Mr Galvin said at the time lyrics from the anthem inspired the name of his Vanguard debut collection. “Warriors are we’” (Sinne fianna fáil) and “Sworn to be free” (Fé mhóid bheith saor), two lines translated from the anthem, appeared on T-shirts and sweatshirts Mr Galvin designed for Dunnes.
Fianna Fáil Senator Mark Daly, rapporteur for the relevant Seanad public consultation committee, said Trinity College’s Prof Eoin O’Dell would appear before the committee on Tuesday to discuss how and what sanctions might be applied for such inappropriate use.
Amhrán na bhFiann has been out of copyright since 2012, 70 years after the death of its author Peadar Kearney, Mr Daly said. He believed it was the only national anthem in this situation, while its Irish language version “was never formally adopted” by the State.
It was “the only State symbol not protected,” as the harp and flag were. He also pointed out that, while Guinness also used a harp as a symbol, where the State was concerned the harp was “reversed, with a different number strings for different institutions of government”.

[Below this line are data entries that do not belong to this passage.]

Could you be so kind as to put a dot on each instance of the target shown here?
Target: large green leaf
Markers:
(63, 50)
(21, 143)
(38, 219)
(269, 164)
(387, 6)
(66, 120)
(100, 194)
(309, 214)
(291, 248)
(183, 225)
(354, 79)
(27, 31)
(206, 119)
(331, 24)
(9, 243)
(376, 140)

Among those appearing before the committee in its two sessions on Tuesday will be representatives of the Department of Finance, which has responsibility for copyright in such matters, and the Defence Forces who are generally seen as custodians of the anthem.
Also there will be Lord Mayor of Cork Cllr Tony Fitzgerald who has been discussing the national anthem on visits to schools in the city. One such school was in Bishopstown where a deaf student challenged him as to why the anthem wasn’t available in sign language. That student, too, will also appear before the Seanad committee.
Mr Daly said the committee has received over 100 submissions from the public on the anthem.
“A few proposed it be replaced by Ireland’s Call,” he said, “and two proposed the words ‘fianna fáil’ be dropped from its opening line ‘Sinne fianna fáil’.
That, he “opposed 100 per cent.” There was “no public support, I believe, for changing the wording of Amhrán na bhFiann. Some years ago, the idea of removing ‘fianna fáil’ from our national anthem was mooted by a number of figures connected with Fine Gael. ”
But “common sense prevailed” when former minister for finance Michael Noonan “stepped in, and stamped out any talk of changing the words. Fianna Fáil does not, and will never, support such a change,” Mr Daly said.
The original Soldiers’ Song (Amhrán na bhFiann) was written in English by Pedar Kearney in 1907. The Irish language version was first published in 1923, three years before the Fianna Fáil party was set up.
Amhrán na bhFiann was formally adopted as the national anthem in 1924. A recent opinion poll “showed 82 per cent support” for it, Mr Daly said.